Is the United States really the “land of the free” like it claims to be? The Supreme Court’s 2022 decision in Dobbs v. Jackson Women’s Health Organization to overturn five decades of abortion precedent has actively reversed years of progress in protecting the nation’s foundational ideal of liberty. In deciding that abortion is not a constitutionally protected right, the Supreme Court subjects millions of women and others who are able to get pregnant to the possibility of being forced to carry unwanted and nonviable pregnancies to term.
Since Roe v. Wade was overturned, states across the country have reinstated laws regulating abortion. Most recently, the Supreme Court of Arizona ruled April 17 to uphold an 1864 statute that may legally penalize anyone who “provides, supplies, or administers” an abortion to a pregnant person. The law does not provide any exceptions for incest or rape, nor does it abide by our nation’s history and tradition of allowing abortion prior to quickening, the point at which a fetus’s movement can be detected. Also worth mentioning is the fact that this law, which only affects women and other people who can get pregnant, was created and voted on entirely by men.
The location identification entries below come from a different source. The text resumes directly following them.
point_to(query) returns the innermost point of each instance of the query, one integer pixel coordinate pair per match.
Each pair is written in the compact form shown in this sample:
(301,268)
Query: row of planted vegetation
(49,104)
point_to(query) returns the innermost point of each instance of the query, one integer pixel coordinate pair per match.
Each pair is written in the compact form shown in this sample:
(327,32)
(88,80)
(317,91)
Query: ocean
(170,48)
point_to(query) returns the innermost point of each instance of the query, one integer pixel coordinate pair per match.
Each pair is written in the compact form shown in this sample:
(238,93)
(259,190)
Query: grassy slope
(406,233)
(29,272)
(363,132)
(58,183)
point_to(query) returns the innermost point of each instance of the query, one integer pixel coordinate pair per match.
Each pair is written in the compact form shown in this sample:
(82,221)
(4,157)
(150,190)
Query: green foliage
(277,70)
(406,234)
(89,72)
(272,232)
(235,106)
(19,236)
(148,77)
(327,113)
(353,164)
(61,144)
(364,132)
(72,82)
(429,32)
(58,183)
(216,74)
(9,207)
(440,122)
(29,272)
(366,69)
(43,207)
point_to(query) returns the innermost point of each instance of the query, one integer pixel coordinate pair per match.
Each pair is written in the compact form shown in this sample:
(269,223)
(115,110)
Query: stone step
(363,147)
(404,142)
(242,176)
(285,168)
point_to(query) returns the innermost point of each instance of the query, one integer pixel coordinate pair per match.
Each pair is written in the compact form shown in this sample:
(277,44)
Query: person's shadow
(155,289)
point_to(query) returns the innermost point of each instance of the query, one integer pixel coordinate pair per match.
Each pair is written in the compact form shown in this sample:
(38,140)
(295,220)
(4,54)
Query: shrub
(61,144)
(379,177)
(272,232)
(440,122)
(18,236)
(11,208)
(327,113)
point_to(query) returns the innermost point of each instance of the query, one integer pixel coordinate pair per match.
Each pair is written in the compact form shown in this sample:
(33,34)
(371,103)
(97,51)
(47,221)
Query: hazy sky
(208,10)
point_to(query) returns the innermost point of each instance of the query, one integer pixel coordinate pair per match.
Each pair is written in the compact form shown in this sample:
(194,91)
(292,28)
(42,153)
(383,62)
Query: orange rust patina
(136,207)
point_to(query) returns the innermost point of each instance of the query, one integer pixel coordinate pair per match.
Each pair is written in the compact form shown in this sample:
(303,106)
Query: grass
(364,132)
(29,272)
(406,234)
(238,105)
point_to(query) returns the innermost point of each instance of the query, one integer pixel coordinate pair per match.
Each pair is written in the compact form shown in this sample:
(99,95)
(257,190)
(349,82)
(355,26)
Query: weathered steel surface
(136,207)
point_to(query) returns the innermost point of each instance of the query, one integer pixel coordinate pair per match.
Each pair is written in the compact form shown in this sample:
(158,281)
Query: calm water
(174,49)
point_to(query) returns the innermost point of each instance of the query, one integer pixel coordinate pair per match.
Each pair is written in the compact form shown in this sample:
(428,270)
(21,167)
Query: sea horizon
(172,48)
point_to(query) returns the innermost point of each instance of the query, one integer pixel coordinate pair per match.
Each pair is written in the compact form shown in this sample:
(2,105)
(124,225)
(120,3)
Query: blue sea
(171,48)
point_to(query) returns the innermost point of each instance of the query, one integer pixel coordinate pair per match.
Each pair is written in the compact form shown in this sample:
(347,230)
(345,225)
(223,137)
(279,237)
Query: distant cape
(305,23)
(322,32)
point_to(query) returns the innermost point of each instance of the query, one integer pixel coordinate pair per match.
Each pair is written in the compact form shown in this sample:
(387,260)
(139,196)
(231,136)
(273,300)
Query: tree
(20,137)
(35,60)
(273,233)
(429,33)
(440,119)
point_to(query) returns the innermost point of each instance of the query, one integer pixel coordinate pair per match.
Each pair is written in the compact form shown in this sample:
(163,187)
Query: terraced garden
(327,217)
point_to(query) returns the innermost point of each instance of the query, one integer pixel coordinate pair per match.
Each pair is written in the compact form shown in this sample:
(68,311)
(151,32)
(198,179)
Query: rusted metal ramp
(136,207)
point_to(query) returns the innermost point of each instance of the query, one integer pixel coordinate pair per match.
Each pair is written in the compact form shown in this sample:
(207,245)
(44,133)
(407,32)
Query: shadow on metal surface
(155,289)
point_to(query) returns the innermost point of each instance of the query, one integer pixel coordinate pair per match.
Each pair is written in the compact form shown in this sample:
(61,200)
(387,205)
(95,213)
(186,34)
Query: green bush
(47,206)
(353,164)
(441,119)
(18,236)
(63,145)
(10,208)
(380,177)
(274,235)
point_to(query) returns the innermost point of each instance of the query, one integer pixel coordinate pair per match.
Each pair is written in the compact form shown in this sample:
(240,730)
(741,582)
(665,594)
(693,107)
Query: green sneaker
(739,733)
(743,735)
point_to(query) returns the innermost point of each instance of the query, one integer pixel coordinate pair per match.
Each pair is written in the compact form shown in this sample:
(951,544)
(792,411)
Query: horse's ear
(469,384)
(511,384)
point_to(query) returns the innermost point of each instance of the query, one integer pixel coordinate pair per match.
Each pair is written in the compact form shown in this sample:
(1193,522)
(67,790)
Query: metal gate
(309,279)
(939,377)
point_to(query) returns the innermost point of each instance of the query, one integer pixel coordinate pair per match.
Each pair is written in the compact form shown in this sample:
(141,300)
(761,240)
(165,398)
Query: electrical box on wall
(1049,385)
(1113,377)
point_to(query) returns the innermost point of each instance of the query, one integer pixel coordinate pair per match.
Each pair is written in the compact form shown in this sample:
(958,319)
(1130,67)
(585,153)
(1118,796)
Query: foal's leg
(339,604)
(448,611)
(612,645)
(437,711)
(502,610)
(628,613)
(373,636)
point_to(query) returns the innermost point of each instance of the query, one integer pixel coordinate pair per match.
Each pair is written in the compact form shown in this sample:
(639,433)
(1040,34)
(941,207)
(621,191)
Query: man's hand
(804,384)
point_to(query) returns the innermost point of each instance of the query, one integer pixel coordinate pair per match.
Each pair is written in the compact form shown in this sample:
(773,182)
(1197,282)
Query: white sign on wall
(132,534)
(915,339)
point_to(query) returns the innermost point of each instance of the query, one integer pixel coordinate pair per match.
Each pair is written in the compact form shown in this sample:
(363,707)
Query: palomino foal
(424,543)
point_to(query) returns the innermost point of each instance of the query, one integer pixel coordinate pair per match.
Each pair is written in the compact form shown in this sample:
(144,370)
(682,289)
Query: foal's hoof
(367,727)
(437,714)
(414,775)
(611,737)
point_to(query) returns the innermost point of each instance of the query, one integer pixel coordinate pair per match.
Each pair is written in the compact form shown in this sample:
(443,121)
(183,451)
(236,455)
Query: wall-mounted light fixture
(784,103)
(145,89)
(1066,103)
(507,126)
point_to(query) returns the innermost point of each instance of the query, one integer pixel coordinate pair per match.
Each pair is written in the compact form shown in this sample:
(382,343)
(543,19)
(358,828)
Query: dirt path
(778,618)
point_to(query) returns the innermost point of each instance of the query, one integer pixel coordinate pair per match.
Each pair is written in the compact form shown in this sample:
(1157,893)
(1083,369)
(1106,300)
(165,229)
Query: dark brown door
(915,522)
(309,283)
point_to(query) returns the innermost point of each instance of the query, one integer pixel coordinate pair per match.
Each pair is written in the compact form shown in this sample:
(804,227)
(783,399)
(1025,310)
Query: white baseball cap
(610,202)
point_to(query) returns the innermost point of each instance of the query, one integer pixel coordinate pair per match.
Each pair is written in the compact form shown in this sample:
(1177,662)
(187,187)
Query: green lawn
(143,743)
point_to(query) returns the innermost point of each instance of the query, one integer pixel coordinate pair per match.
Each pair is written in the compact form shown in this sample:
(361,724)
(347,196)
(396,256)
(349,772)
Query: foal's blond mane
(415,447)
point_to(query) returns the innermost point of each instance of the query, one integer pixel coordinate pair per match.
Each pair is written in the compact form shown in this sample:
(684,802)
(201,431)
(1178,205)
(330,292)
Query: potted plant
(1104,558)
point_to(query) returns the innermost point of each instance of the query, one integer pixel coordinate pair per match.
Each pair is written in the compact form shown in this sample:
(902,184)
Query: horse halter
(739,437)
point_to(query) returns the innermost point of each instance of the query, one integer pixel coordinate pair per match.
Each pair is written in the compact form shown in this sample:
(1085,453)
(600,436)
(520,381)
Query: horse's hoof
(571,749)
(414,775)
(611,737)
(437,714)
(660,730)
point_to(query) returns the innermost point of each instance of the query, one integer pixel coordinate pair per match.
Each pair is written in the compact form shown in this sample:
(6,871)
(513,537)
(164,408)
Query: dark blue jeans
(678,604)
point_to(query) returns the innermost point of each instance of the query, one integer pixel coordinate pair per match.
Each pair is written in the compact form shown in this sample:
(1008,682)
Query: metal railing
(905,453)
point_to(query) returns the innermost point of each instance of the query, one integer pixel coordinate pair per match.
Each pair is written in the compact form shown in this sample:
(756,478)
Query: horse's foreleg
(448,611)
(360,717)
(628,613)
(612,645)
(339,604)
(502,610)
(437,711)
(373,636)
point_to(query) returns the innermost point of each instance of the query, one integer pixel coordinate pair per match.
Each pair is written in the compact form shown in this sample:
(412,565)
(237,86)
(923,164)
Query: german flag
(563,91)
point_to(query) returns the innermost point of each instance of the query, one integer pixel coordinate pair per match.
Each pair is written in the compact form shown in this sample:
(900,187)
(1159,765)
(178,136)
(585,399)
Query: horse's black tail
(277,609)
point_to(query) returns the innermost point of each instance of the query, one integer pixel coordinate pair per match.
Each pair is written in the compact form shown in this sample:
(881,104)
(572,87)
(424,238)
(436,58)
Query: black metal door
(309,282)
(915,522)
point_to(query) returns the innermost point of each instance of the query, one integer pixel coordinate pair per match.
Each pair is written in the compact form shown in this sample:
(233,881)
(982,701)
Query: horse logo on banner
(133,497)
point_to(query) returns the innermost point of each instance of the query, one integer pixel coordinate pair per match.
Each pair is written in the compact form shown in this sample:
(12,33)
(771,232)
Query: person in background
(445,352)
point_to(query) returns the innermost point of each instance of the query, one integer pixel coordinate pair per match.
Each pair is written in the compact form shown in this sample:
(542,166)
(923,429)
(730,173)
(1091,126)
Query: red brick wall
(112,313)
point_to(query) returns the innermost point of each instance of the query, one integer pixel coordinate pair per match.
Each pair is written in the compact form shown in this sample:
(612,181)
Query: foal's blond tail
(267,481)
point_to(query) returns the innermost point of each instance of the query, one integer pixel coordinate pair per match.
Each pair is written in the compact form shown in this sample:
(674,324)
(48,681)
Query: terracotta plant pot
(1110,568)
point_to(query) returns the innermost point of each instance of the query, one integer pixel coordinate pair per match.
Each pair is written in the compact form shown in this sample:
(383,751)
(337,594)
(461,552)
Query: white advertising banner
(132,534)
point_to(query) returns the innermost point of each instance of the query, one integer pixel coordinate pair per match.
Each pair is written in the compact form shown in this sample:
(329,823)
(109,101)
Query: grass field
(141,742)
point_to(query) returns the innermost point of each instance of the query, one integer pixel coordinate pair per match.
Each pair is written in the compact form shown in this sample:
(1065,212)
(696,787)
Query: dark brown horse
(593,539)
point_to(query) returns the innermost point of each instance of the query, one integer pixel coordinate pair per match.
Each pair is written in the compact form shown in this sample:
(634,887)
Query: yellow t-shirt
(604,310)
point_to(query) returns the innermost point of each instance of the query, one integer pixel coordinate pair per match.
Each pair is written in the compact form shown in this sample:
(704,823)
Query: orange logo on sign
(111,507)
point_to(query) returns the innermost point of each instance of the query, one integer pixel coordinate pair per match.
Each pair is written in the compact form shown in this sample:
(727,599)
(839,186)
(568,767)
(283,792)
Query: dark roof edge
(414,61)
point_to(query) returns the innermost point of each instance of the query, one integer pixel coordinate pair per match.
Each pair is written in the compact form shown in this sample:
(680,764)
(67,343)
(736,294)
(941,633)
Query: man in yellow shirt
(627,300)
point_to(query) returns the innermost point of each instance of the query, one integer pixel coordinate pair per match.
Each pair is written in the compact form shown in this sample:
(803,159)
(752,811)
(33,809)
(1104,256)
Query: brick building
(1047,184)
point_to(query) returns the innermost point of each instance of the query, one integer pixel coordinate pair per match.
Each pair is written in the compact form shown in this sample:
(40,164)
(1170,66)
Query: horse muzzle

The reinstatement of Arizona’s near-total abortion ban contradicts the nation’s foundational values of liberty and the pursuit of happiness. For over 50 years, the right to decide whether or not to give birth was a private matter between physician and patient. Now, in states like Arizona, the interests of the state commonly outweigh that of the person giving birth. Those who can get pregnant are not birthing tools to be used by the state, nor are they obligated to put aside their own interests in favor of a potential life. Laws that require these individuals to do such not only relegate them to second-class citizenship, but also deprive them of equal protection under the law. The right to an abortion is essential in promoting the liberty of women, making the refusal of such a right innately un-American.